If IT departments will be willing to lend their expertise, they can greatly elevate the success of the entire company by mentoring other teams and sharing best practices to ensure a smooth and successful transition.
However, this effort doesn’t have to take hours of precious time away from other pressing priorities. Here are four bits of advice that will help IT professionals be useful to other departments who are showing interest in catching the Agile bug—without overwhelming either team.
Get on the same page
When another team approaches you for some advice about Agile, don’t assume they know what it is. Start with a quick vocabulary lesson. Is the other team interested in “agile” or “Agile”? In other words, do they just want to be more nimble and adaptable when new opportunities or challenges arise, or are they interested in learning an established methodology with a defined set of principles and practices? If you’re talking about one and they’re talking about the other, the conversation will go nowhere.
Also, make sure to ask the other team about their motivations. What is driving their interest in Agile work processes? They might tell you it was a directive from a boss, or that their team is struggling with productivity, or that they’ve just heard good things about it. Understanding the other team’s goals—and the urgency surrounding them—will help you know what to recommend.
Take baby steps
While you may be deeply immersed in all of the nuanced practices of Agile, having fully bought in to the philosophy, a team that’s new to the idea needs a way to try it on for size. Remember that Agile is not an all-or-nothing proposition. Rigidity in practice or definition runs counter to the point of the whole endeavor.

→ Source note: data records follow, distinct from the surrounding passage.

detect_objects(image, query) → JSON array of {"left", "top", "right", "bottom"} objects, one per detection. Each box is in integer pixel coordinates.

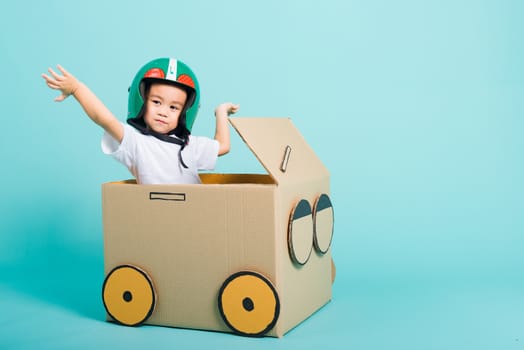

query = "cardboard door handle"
[
  {"left": 149, "top": 192, "right": 186, "bottom": 201},
  {"left": 280, "top": 146, "right": 291, "bottom": 173}
]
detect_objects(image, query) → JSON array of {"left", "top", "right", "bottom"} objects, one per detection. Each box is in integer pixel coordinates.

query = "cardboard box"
[{"left": 101, "top": 117, "right": 334, "bottom": 337}]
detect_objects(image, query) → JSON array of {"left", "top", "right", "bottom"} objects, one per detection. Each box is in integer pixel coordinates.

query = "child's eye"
[
  {"left": 170, "top": 105, "right": 180, "bottom": 111},
  {"left": 151, "top": 99, "right": 160, "bottom": 105}
]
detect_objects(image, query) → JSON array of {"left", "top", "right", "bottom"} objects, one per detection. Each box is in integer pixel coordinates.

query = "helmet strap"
[
  {"left": 128, "top": 110, "right": 189, "bottom": 169},
  {"left": 141, "top": 126, "right": 189, "bottom": 169}
]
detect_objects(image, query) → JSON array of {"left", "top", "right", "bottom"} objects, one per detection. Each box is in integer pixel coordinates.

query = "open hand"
[{"left": 42, "top": 65, "right": 80, "bottom": 102}]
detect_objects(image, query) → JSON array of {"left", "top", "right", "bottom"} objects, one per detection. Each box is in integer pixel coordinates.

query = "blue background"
[{"left": 1, "top": 0, "right": 523, "bottom": 349}]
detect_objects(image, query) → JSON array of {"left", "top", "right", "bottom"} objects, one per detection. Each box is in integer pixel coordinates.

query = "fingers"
[
  {"left": 45, "top": 64, "right": 70, "bottom": 82},
  {"left": 216, "top": 102, "right": 240, "bottom": 116},
  {"left": 42, "top": 67, "right": 69, "bottom": 102},
  {"left": 56, "top": 64, "right": 70, "bottom": 77},
  {"left": 42, "top": 72, "right": 65, "bottom": 91},
  {"left": 42, "top": 65, "right": 68, "bottom": 88},
  {"left": 47, "top": 67, "right": 63, "bottom": 81},
  {"left": 229, "top": 103, "right": 240, "bottom": 114},
  {"left": 41, "top": 72, "right": 53, "bottom": 84},
  {"left": 54, "top": 94, "right": 67, "bottom": 102},
  {"left": 42, "top": 72, "right": 57, "bottom": 83},
  {"left": 42, "top": 73, "right": 59, "bottom": 89}
]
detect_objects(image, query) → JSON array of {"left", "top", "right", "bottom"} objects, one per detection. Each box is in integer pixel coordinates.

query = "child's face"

A centralized Kanban board with visual queues to help organize and prioritize tasks is a great place to start. It costs nothing more than a white board and a stash of sticky notes, plus a willingness to experiment. Set the team up for a quick, easy win that allows them to see an immediate uptick in productivity and visibility, and they’ll have a great foundation to build upon—plus the enthusiasm to take the next steps.
Share your tools
Perhaps the quickest, easiest way to assist another team on their Agile journey is to share the tech tools you use to support your efforts. If you onboarded a particular software solution, hook the other team up with the implementation specialist who helped you design your process.

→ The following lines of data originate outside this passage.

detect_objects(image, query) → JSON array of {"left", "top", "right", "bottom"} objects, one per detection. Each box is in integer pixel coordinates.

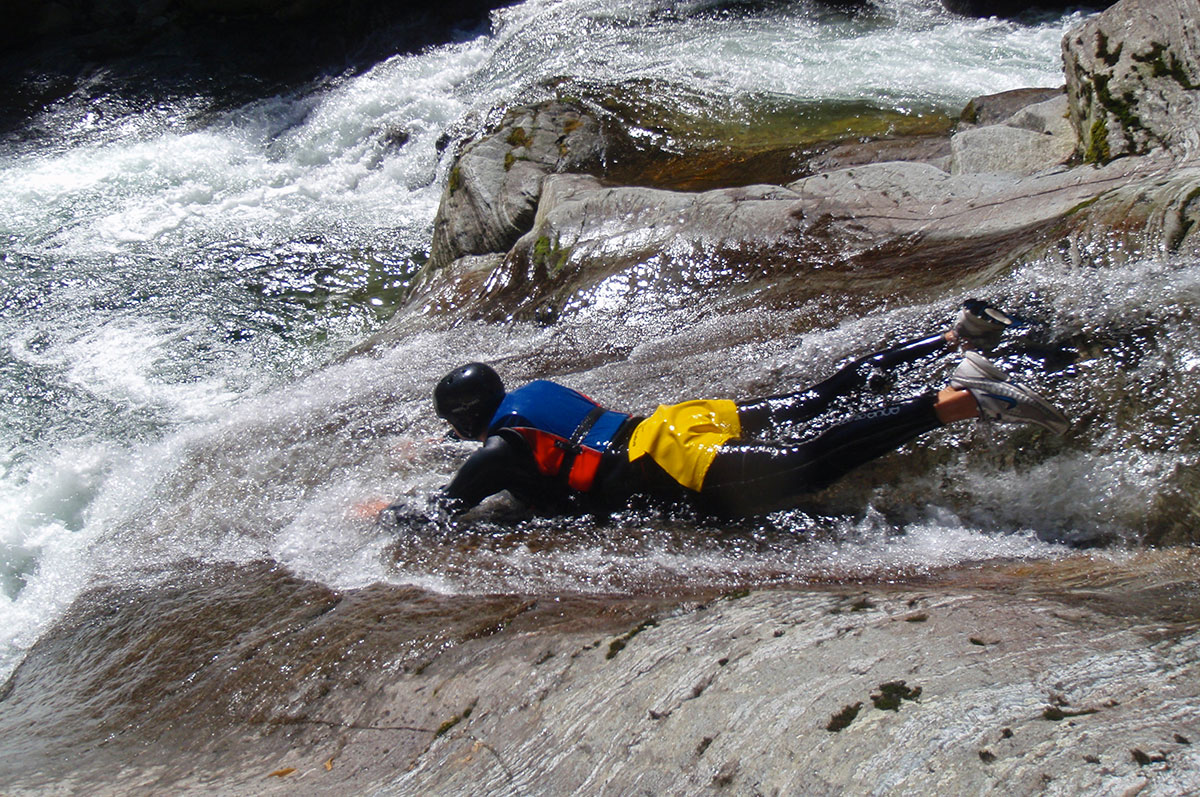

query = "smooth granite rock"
[
  {"left": 408, "top": 0, "right": 1200, "bottom": 324},
  {"left": 5, "top": 555, "right": 1198, "bottom": 795},
  {"left": 427, "top": 103, "right": 611, "bottom": 272},
  {"left": 1063, "top": 0, "right": 1200, "bottom": 162}
]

On top of that, share the tricks and tools you use to measure productivity and through-put, explaining how you arrive at the data that helps you demonstrate ROI and justify resource allocations. You’ve likely become an expert at these things, armed with years of visibility into data and analytics that other teams have lacked. Show marketers and product development teams how you’ve learned to demonstrate business value and influence business decisions, and you’ll give them the ability to help raise the profile of the entire organisation, which ultimately benefits your team, too.
Don’t force it
Say you hired a certified Scrum master who was professionally trained and follows the framework to the letter, and it works perfectly for your needs. That’s great for you, but it doesn’t mean the same approach will work for the department upstairs. Never force your favorite solution on another team without first understanding their needs. Listen as much as you talk.
You may find out that a strictly dogmatic Agile approach won’t be the best fit for the other team—or that Agile in general isn’t going to work for them right now. It’s better to find out early that the other team needs to make a few organisational changes before taking the Agile plunge than to waste your time (and theirs) on a failed implementation.
Catching the Agile Bug
The Agile approach is getting more and more infectious, spreading from IT teams to marketing to product development and more. As the resident Agile authorities, IT leaders are positioned to offer useful guidance that can pave the way for a smooth transition—one that will benefit everyone involved. After all, when productivity, agility, customer-centricity, visibility, and collaboration increase within teams and across departments, the entire organisation reaps the rewards.